Acceptable Sources for Down Payments on FHA Loans 

The Federal Housing Administration, or FHA, guarantees mortgage loans for prospective home buyers who meet the FHA’s eligibility requirements. FHA loans can be an attractive mortgage option for many families looking to purchase their first home because they offer competitive interest rates and terms, while having greater underwriting flexibility for buyers with less than perfect credit. One of the other advantages of a FHA loan over some other conventional loan options is the amount of down payment required. Many conventional mortgage lenders will require a buyer to put down 10%-20% of the home’s sale price in cash, while the minimum required down payment for an FHA loan is just 3.5% of the sale price or the home’s appraised value, whichever is lower.


The FHA requires that the down payment be made by the buyer themselves, but there are a variety of ways to source that money. While you should ask your Realtor to discuss having the seller offer concessions such as paying some of all of the closing costs, the FHA rules prohibit the seller from supplying the prospective buyer with the down payment funds.

Where can I get my down payment money from?

The good news is there are not many restrictions on where your down payment money comes from.

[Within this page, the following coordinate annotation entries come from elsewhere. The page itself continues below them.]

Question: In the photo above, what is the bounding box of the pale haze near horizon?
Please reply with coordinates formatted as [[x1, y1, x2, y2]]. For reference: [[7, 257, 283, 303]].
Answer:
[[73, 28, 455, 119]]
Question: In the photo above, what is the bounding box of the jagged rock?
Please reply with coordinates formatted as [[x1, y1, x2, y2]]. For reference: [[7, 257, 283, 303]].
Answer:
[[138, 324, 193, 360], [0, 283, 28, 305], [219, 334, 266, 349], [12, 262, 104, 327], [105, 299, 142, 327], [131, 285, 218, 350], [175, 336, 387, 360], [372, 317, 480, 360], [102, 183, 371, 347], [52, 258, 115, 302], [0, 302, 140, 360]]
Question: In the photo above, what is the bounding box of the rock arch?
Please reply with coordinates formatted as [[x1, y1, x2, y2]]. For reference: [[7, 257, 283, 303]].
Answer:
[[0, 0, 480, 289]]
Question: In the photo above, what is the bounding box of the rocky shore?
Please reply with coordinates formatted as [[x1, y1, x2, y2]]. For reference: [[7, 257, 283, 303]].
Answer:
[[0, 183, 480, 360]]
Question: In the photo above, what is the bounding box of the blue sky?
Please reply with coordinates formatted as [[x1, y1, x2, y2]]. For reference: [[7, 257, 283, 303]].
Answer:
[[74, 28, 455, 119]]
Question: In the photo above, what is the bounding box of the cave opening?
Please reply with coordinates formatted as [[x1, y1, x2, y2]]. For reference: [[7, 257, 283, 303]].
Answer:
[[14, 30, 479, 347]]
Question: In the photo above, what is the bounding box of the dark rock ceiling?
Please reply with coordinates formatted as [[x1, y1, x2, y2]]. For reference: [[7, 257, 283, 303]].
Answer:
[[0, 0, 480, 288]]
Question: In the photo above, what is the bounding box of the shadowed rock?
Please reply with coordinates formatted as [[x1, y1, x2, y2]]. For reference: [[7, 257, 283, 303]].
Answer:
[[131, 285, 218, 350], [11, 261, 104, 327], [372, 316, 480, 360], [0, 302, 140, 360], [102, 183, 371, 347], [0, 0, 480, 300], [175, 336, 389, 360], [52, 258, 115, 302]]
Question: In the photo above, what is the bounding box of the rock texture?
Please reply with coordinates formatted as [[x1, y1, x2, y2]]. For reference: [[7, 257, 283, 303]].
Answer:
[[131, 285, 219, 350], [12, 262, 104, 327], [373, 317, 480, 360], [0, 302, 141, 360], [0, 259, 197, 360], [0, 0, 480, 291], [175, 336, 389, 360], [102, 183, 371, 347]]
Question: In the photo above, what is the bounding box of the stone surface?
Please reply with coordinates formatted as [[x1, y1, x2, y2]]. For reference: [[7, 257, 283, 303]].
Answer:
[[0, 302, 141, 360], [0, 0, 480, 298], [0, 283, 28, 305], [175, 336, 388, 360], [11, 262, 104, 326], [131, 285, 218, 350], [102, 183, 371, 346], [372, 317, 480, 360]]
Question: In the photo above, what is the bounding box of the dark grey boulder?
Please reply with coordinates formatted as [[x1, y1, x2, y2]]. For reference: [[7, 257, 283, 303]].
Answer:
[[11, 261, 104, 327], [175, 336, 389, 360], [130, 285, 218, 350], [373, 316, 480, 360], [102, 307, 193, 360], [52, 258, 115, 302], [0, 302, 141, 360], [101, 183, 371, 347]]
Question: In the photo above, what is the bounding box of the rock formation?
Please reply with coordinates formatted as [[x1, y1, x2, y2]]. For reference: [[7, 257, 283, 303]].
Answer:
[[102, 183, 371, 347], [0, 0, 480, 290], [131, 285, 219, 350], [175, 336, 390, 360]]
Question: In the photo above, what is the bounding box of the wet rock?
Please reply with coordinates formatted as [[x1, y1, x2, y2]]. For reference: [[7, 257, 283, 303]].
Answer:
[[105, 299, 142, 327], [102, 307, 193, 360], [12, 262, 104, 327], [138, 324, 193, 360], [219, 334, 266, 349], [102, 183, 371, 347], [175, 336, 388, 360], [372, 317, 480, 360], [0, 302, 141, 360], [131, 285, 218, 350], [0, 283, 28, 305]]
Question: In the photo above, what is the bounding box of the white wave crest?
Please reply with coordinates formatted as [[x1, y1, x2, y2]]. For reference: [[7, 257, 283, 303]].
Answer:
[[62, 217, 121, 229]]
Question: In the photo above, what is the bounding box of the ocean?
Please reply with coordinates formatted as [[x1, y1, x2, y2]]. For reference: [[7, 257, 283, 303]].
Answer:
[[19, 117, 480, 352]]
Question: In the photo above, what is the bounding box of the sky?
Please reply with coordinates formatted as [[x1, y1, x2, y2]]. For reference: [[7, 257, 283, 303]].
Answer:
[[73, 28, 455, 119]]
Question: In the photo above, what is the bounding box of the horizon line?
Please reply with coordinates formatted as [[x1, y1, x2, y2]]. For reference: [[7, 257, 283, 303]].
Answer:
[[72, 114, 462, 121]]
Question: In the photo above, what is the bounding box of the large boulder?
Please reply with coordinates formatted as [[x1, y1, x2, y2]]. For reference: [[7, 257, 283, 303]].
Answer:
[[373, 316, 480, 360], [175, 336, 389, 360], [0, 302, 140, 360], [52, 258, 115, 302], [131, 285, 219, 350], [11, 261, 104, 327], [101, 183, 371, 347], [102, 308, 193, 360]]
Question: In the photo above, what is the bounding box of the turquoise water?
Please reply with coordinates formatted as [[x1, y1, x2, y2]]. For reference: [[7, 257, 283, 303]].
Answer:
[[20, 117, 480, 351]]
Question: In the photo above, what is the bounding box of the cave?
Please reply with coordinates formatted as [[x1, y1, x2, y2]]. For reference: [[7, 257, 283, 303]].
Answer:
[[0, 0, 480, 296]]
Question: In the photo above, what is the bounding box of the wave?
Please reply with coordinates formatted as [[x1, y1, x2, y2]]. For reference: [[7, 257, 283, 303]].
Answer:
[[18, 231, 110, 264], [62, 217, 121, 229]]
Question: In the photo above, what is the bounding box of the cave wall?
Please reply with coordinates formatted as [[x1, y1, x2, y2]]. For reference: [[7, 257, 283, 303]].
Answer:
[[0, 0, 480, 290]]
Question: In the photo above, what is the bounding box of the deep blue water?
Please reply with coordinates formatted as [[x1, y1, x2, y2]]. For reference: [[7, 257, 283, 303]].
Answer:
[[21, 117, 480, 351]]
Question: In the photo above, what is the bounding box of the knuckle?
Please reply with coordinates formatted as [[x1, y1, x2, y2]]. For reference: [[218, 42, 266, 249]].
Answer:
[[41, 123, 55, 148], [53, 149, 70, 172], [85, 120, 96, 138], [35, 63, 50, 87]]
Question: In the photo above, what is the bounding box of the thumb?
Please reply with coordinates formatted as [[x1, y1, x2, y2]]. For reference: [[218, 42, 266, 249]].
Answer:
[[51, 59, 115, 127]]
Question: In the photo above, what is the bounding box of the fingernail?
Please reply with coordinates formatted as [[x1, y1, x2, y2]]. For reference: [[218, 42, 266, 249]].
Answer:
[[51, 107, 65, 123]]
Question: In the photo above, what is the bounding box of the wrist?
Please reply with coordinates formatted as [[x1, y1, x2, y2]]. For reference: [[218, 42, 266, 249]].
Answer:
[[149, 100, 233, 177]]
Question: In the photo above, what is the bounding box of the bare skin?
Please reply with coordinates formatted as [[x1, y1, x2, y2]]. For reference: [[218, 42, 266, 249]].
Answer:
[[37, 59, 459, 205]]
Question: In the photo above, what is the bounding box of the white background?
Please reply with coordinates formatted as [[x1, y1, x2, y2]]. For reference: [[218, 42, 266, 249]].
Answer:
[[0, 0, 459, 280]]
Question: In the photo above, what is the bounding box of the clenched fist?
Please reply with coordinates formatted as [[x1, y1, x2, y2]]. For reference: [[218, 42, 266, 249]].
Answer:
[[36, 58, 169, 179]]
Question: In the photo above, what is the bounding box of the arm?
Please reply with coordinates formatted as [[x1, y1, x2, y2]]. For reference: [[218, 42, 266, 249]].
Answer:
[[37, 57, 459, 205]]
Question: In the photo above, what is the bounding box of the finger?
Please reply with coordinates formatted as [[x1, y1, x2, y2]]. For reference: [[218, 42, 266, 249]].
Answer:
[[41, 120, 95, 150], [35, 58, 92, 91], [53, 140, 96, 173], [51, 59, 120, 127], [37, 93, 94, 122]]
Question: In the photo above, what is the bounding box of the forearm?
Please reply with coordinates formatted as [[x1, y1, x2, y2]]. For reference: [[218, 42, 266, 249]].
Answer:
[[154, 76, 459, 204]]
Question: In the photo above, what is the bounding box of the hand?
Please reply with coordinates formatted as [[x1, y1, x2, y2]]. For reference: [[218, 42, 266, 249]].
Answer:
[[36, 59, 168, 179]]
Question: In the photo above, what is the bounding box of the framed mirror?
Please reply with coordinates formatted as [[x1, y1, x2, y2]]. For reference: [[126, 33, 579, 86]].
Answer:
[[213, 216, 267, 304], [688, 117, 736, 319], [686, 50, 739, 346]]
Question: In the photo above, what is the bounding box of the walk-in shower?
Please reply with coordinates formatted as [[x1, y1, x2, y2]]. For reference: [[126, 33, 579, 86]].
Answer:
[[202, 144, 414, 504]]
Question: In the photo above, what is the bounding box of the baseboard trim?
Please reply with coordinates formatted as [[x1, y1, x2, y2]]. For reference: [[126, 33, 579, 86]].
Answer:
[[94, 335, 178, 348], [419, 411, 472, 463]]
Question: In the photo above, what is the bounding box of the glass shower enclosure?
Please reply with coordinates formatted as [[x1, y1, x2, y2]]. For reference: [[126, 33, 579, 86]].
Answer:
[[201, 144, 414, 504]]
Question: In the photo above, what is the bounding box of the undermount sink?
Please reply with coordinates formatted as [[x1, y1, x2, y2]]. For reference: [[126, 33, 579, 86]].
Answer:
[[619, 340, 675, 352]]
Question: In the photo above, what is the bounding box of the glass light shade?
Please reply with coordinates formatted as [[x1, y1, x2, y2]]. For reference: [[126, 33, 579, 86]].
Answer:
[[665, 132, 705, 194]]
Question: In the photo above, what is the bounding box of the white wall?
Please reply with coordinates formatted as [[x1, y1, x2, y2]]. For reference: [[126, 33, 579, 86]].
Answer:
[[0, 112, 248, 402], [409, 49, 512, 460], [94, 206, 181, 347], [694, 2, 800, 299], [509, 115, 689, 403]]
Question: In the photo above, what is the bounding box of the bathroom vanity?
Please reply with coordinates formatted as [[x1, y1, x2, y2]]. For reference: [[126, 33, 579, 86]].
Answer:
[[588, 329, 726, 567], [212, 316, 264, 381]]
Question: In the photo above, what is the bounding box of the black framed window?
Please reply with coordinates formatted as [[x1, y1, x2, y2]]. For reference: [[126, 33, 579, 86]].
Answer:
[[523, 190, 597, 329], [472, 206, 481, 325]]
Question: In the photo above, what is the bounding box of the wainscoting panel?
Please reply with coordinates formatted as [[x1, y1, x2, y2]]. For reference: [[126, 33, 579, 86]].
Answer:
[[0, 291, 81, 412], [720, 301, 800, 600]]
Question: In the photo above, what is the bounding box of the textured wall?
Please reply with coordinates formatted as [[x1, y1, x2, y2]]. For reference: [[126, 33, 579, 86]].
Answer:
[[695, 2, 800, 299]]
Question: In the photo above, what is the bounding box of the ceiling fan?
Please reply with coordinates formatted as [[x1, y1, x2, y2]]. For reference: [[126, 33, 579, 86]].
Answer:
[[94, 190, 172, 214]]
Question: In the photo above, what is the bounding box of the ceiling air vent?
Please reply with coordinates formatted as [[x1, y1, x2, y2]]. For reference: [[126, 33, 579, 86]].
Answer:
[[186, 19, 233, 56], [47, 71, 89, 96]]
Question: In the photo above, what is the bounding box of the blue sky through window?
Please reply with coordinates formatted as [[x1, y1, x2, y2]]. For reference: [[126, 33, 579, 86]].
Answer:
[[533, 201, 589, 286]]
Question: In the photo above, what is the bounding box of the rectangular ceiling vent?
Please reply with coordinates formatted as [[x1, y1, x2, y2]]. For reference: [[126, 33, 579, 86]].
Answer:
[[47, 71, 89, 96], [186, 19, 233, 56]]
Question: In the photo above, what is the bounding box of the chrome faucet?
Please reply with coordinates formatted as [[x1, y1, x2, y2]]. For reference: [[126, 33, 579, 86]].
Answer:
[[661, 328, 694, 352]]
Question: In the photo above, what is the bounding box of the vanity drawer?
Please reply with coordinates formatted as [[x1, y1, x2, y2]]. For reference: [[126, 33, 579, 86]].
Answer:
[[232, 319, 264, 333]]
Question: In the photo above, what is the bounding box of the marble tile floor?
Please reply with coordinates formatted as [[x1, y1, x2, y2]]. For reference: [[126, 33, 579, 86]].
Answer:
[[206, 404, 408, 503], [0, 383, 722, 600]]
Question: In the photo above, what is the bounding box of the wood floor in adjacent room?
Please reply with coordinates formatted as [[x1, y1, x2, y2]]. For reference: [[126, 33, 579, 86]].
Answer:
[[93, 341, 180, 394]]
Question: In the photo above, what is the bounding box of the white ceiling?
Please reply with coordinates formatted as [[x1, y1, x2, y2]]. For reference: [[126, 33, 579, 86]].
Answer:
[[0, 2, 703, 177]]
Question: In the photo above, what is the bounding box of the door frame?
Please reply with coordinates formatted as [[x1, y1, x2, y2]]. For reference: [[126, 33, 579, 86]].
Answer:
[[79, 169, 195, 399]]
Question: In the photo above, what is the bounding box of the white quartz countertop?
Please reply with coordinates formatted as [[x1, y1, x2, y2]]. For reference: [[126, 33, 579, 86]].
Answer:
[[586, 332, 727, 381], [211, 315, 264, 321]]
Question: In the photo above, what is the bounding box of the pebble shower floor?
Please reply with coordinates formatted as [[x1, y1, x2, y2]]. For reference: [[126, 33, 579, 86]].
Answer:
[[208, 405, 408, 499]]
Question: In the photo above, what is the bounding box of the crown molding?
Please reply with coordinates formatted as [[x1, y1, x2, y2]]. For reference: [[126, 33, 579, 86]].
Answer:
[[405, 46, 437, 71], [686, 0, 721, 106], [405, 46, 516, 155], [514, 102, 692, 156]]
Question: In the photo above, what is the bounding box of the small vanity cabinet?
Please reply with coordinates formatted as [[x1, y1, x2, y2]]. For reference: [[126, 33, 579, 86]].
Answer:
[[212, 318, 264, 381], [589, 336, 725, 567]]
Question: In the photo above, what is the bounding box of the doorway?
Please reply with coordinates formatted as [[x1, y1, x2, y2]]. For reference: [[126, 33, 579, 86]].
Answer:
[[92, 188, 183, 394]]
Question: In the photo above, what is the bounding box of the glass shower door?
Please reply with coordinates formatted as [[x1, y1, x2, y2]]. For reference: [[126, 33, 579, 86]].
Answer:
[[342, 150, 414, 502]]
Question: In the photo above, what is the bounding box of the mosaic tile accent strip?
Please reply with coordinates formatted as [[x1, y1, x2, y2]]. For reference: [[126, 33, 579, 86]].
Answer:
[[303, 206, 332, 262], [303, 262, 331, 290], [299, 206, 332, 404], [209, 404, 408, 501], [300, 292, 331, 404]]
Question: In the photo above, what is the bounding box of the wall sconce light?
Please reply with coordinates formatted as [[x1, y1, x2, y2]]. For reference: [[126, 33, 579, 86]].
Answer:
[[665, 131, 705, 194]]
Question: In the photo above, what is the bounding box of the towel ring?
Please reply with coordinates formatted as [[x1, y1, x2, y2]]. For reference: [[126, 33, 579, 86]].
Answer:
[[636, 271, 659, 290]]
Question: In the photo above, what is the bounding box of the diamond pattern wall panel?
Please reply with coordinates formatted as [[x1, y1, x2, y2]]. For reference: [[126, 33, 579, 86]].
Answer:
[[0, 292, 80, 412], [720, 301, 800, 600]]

Acceptable sources of funds for use as down payments include:

  •          Funds from a buyer’s savings or checking accounts
  •          Cash (buyer must explain in writing how the funds were accumulated and the amount of time it took to accumulate the funds)
  •          Savings bonds
  •          IRAs
  •          401(k) accounts
  •          Stock and bonds
  •          Sale proceeds from sale of personal property
  •          Grants or acceptable loans
  •          Employer down payment assistance programs
  •          Gifts (see below)

Gifts of down payment amounts (full or partial) are common. According to the FHA guidelines, gifts of down payment amounts are acceptable if the individual gifting the funds is a relative of the borrower, the borrower’s employer or labor union, a charitable organization, or a government agency that has a program providing assistance to low and moderate income individuals and families.